Some analysis of the plan JFAC approved this morning to fund a $200 million GARVEE bond program shows that funding for one of the Idaho Transportation Department’s top priorities – a freeway to replace the congested highway between Coeur d’Alene and Sandpoint – has been defunded in favor of an eastern Idaho project that’s not even ready to go.
“To me, that was a real surprise, that they took that much money and put it over to U.S. 30, because we can’t even use it there,” said Chuck Winder, chairman of the Idaho
Transportation Board. “We’d rather spend it on Garwood to Sagle. Our hope is that it would be amended.” Improving standards for U.S. Highway 95 is “one of the highest priorities” for the department, Winder said. It’s the state’s only north-south route, and the frequent scene of deadly accidents.
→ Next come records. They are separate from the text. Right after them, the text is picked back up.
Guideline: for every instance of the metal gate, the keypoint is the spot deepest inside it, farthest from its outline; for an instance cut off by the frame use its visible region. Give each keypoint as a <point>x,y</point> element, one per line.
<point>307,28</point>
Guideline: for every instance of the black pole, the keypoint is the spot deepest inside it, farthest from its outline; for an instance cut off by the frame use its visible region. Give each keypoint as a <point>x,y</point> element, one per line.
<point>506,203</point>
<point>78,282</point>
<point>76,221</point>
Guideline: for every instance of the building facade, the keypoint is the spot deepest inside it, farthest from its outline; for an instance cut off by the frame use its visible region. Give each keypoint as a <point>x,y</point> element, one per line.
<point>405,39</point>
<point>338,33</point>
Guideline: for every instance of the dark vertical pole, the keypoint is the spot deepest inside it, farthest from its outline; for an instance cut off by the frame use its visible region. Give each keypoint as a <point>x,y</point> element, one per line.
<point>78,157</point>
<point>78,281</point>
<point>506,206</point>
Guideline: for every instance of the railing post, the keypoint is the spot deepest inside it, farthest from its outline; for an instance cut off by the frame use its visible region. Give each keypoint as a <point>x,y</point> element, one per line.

The huge Garwood-to-Sagle project on Highway 95 is projected to cost $324.2 million by the time it’s all done; the department’s recommendation for the first round of GARVEE bonding was to spend $40 million on right-of-way purchases and engineering for the project. JFAC’s approved plan puts only $3.4 million toward it, and targets $65.6 million to U.S. Highway 30 from McCammon to Soda Springs in eastern Idaho. Winder said only one project totaling about $29 million is ready to go there – the rest of the money couldn’t be spent there yet. “We would like to see that $36 million go to Garwood to Sagle,” he said.
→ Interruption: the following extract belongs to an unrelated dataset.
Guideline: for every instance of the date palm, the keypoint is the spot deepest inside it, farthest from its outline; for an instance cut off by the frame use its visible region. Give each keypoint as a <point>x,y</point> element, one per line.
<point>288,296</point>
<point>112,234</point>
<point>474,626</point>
Meanwhile, Gov. Dirk Kempthorne issued a strongly worded condemnation of JFAC’s move to trim back his highway proposal: “I’m very concerned that today’s vote by JFAC leaves a number of highway priorities without adequate funding. It was said during today’s committee debate that this proposal is ‘simple and meager.’ I agree. This proposal raises questions about our future ability to address safety needs on our roads, improve highway efficiency for Idaho goods and commerce, and connect Idaho.”